I have the following boolean algebra, where union is $+$ and intersection is $\cdot$ :
$(x\cdot y)+((z+y)\cdot \bar{z})+y=y$
Is there a systematic way of doing this, or do you need to puzzle? My train of thought would be to see if I could get rid of $z$ and $\bar{z}$ by putting them together, but am unsure if the operation for this needs to be $+$ or $\cdot$.
The other thing I tried to do is use the commutative and distributive property on $\bar{z}$ and $(z+y)$:
$(\bar{z} \cdot z)+(\bar{z} \cdot y) = \textit{0} + (\bar{z} \cdot y) = (\bar{z} \cdot y)$
but then I'm stuck with $(\bar{z} \cdot y)$, and there seems to be no way to get rid of $\bar{z}$ anymore.
I could also use the distributive property on $y$ and $((z+y)\cdot \bar{z})$ in $((z+y)\cdot \bar{z})+y$:
$(y+(z+y)) \cdot (y + \bar{z})=\\((y+z)+(y+y)) \cdot (y+ \bar{z})=\\((y+z)+y)\cdot(y+ \bar{z})=\\y+((y+z) \cdot(y+\bar{z}))=\\y+y+(z\cdot \bar{z})=\\y+\textit{0}=\\y$
This is nice (though I'm not sure step 3 and 4 are legit), but then I'm stuck with the $x$!

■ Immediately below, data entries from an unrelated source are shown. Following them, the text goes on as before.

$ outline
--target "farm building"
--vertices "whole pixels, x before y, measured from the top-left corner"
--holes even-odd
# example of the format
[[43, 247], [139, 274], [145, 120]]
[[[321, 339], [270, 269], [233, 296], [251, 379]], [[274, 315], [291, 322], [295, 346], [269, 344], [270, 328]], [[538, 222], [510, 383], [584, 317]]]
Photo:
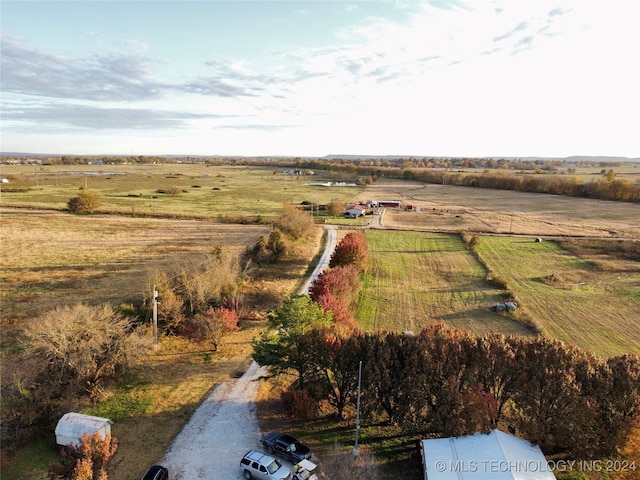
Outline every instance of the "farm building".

I would appreciate any help in this matter!
You are going down the right path, you need to use the distributive law but in reverse i.e. factoring. I'm not sure of an explicit algorithm to follow other than just playing with the equation.
$$(x \cdot y) + ((z + y) \cdot \bar{z}) + y = (x \cdot y) + (z \cdot \bar{z} + y \cdot \bar{z}) + y = (x \cdot y) + (y \cdot \bar{z}) + y$$ $$= (x \cdot y) + (\bar{z} \cdot y) + y = (x + \bar{z} + 1) \cdot y = 1 \cdot y = y$$